Master the art of translation

When asked what builds her trust in a communications adviser, Rachel describes a specific skill: the ability to be an interpreter.

"The best communicators are translators," she says. "They understand that you might say something complex, and they go away and interpret it - they give it clarity and make it make sense for different audiences. They just get the issue and can translate it without losing the meaning."

The best communicators, in Rachel's view, don't just polish words, they bridge understanding. They can take complex concepts and translate them into messages that resonate across different audiences without losing authenticity or nuance.

For communications teams:

  • Develop the skill of translating technical, sector-specific or values-heavy language into clear, human terms without losing meaning

  • Before publishing, ask: "Would someone outside our organisation/sector understand this?" Test it with a friend or family member

  • Build a bank of metaphors, analogies and real-world examples that make abstract concepts concrete

  • Stay close enough to the work to genuinely understand it - you can't translate what you don't comprehend

Choose authenticity over perfection

For Rachel, perfection in communications is not always the goal.

"Sometimes I just want to be authentic," she explains. "I'm comfortable with something not being 100 percent polished if it means we can connect genuinely with the audience we're trying to engage. I think that authenticity actually builds trust - so I'm happy to put out communications that aren't perfectly polished if it means we can make a real connection."

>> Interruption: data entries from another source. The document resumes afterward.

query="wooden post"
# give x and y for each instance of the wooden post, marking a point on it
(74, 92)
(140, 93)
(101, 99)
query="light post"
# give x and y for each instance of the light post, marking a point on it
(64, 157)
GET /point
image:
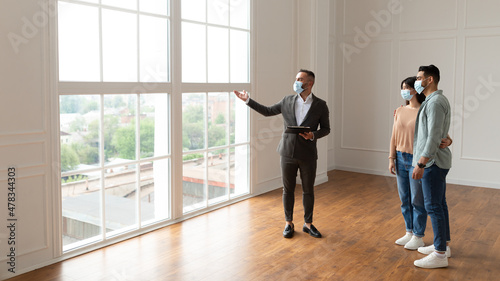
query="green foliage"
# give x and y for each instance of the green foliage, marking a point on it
(69, 158)
(220, 119)
(77, 125)
(74, 178)
(193, 114)
(216, 136)
(192, 156)
(147, 137)
(124, 142)
(193, 135)
(124, 139)
(77, 104)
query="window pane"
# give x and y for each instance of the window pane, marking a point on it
(218, 12)
(194, 182)
(154, 131)
(238, 120)
(193, 10)
(126, 4)
(239, 170)
(79, 132)
(154, 6)
(239, 56)
(120, 202)
(240, 13)
(119, 33)
(78, 43)
(218, 55)
(217, 119)
(193, 121)
(193, 53)
(154, 49)
(119, 128)
(155, 182)
(218, 188)
(81, 209)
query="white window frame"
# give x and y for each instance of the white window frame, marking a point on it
(174, 88)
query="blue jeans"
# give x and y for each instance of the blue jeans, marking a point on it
(411, 196)
(434, 189)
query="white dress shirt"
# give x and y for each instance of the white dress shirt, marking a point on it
(302, 107)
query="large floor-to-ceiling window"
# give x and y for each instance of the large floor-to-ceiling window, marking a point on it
(121, 74)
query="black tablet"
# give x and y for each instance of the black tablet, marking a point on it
(297, 129)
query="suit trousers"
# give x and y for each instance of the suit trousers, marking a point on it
(289, 168)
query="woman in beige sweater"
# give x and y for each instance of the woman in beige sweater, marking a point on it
(400, 160)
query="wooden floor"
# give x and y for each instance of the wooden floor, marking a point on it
(358, 215)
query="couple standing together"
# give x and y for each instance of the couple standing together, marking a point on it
(299, 152)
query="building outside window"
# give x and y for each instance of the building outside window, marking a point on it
(117, 87)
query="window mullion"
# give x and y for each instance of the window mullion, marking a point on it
(101, 160)
(137, 158)
(101, 63)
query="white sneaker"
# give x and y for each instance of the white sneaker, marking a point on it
(414, 243)
(431, 261)
(405, 239)
(430, 249)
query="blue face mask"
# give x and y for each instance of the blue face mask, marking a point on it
(406, 94)
(418, 86)
(297, 87)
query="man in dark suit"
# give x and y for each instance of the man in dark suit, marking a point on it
(298, 151)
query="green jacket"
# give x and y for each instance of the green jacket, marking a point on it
(432, 125)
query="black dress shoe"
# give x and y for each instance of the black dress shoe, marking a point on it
(288, 232)
(312, 231)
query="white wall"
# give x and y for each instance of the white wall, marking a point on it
(25, 131)
(285, 40)
(379, 43)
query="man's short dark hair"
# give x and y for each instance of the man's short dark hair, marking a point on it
(431, 70)
(309, 73)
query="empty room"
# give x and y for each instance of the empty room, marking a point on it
(249, 140)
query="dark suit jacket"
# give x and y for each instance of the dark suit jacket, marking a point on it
(293, 145)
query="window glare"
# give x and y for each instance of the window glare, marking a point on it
(194, 10)
(153, 49)
(126, 4)
(159, 7)
(78, 43)
(119, 46)
(193, 53)
(239, 13)
(239, 56)
(218, 11)
(218, 58)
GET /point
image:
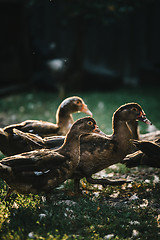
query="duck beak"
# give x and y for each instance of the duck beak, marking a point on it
(142, 118)
(97, 130)
(86, 110)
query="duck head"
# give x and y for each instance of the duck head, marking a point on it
(74, 104)
(131, 111)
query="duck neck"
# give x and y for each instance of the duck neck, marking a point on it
(64, 119)
(133, 125)
(71, 144)
(123, 133)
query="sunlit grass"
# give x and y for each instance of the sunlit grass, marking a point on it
(97, 214)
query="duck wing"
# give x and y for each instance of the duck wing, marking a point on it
(39, 160)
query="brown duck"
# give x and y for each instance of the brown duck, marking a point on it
(64, 120)
(148, 154)
(44, 169)
(146, 136)
(100, 152)
(14, 141)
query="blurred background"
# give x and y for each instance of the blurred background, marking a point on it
(105, 51)
(60, 45)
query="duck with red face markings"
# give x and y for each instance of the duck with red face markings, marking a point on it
(100, 152)
(44, 169)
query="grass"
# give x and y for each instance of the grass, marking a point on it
(130, 211)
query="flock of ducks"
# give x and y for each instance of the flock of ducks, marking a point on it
(42, 155)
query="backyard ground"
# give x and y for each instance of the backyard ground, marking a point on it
(130, 211)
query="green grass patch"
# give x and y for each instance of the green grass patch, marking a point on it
(130, 211)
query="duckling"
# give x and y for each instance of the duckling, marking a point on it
(64, 120)
(148, 154)
(42, 170)
(16, 142)
(99, 152)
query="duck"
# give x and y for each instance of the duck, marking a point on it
(99, 152)
(148, 154)
(16, 142)
(151, 136)
(64, 120)
(41, 170)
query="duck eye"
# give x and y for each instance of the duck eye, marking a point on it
(78, 102)
(135, 109)
(90, 123)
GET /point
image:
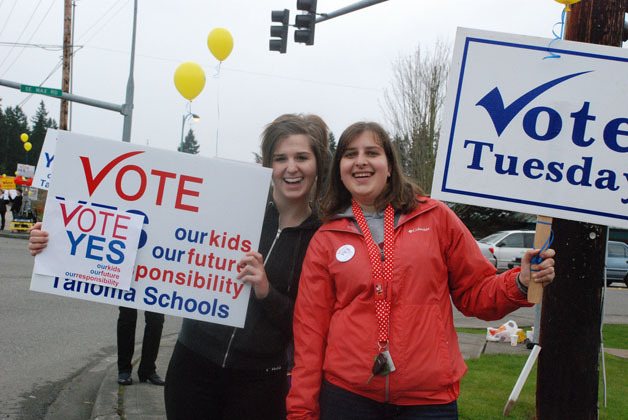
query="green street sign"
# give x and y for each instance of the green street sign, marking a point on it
(41, 90)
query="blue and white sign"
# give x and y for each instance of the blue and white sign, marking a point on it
(527, 131)
(43, 172)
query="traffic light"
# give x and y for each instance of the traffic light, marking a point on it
(279, 31)
(305, 22)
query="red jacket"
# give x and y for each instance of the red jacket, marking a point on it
(335, 328)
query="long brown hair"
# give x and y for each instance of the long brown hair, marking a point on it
(400, 192)
(309, 125)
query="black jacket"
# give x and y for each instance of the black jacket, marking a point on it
(267, 332)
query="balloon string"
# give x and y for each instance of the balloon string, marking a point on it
(557, 36)
(217, 106)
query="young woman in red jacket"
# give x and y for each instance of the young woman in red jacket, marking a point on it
(373, 325)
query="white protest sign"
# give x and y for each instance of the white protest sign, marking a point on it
(89, 243)
(534, 135)
(25, 170)
(43, 171)
(200, 216)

This is a crucial tension in purpose-driven communications. When you're working on social justice or equity issues, audiences can sense inauthenticity from miles away. Sometimes a slightly rough, genuine response builds more trust than a carefully crafted statement that feels sanitised.

For communicators used to striving for perfection, this requires a mindset shift, and a deep understanding of your leader's voice and the audience you're trying to reach.

For communications teams:

  • Have an honest conversation with your leadership about when polish matters and when authenticity matters more

  • Know your audience: some contexts (annual reports, formal submissions) demand polish; others (social media, community updates) reward realness

  • Develop guidelines for what "authentic but appropriate" looks like in your organisation

  • Trust that your audience is smart enough to value substance over style - especially when the message is timely and genuine

Final thoughts

Across her career, Rachel has seen communication act as a lever for belonging - or a barrier to it.

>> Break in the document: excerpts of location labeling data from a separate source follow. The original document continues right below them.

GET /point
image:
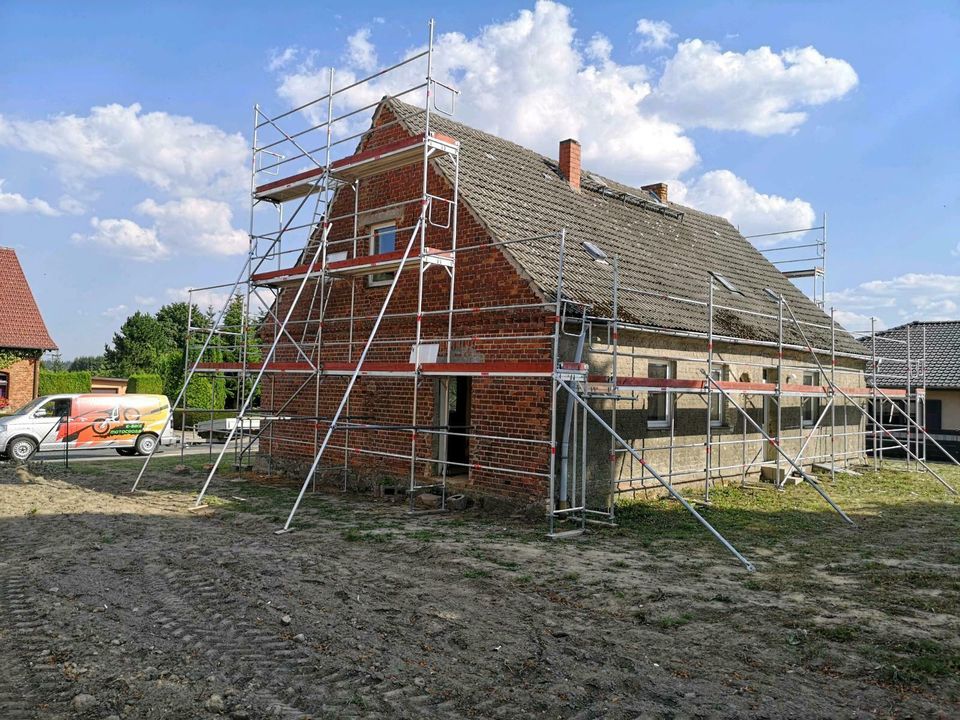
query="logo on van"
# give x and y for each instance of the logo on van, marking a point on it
(126, 429)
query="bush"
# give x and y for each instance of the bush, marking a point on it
(55, 383)
(145, 384)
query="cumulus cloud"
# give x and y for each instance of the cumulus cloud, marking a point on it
(191, 226)
(527, 79)
(117, 311)
(203, 299)
(912, 296)
(196, 226)
(759, 91)
(654, 34)
(124, 238)
(720, 192)
(530, 80)
(17, 203)
(361, 53)
(173, 153)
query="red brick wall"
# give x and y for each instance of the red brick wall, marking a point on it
(22, 377)
(485, 277)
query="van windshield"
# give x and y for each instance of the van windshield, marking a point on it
(28, 408)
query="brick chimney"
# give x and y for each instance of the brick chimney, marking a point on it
(570, 162)
(658, 189)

Her message for communicators is clear: If your organisation cares about equity, inclusion or social cohesion, your communications must reflect that in both content and process.

This means centring lived experience.
It means listening to dissent.
It means being ready when opportunity comes.
It means understanding culture, not just audience segments.
It means prioritising authenticity over polish.

Most of all, it means recognising that for purpose-driven work, communication is not just what you do - it’s how you create change.

When communicators choose language that honours people, bridges cultures and builds trust, they’re not just telling stories. They’re shaping belonging in Aotearoa.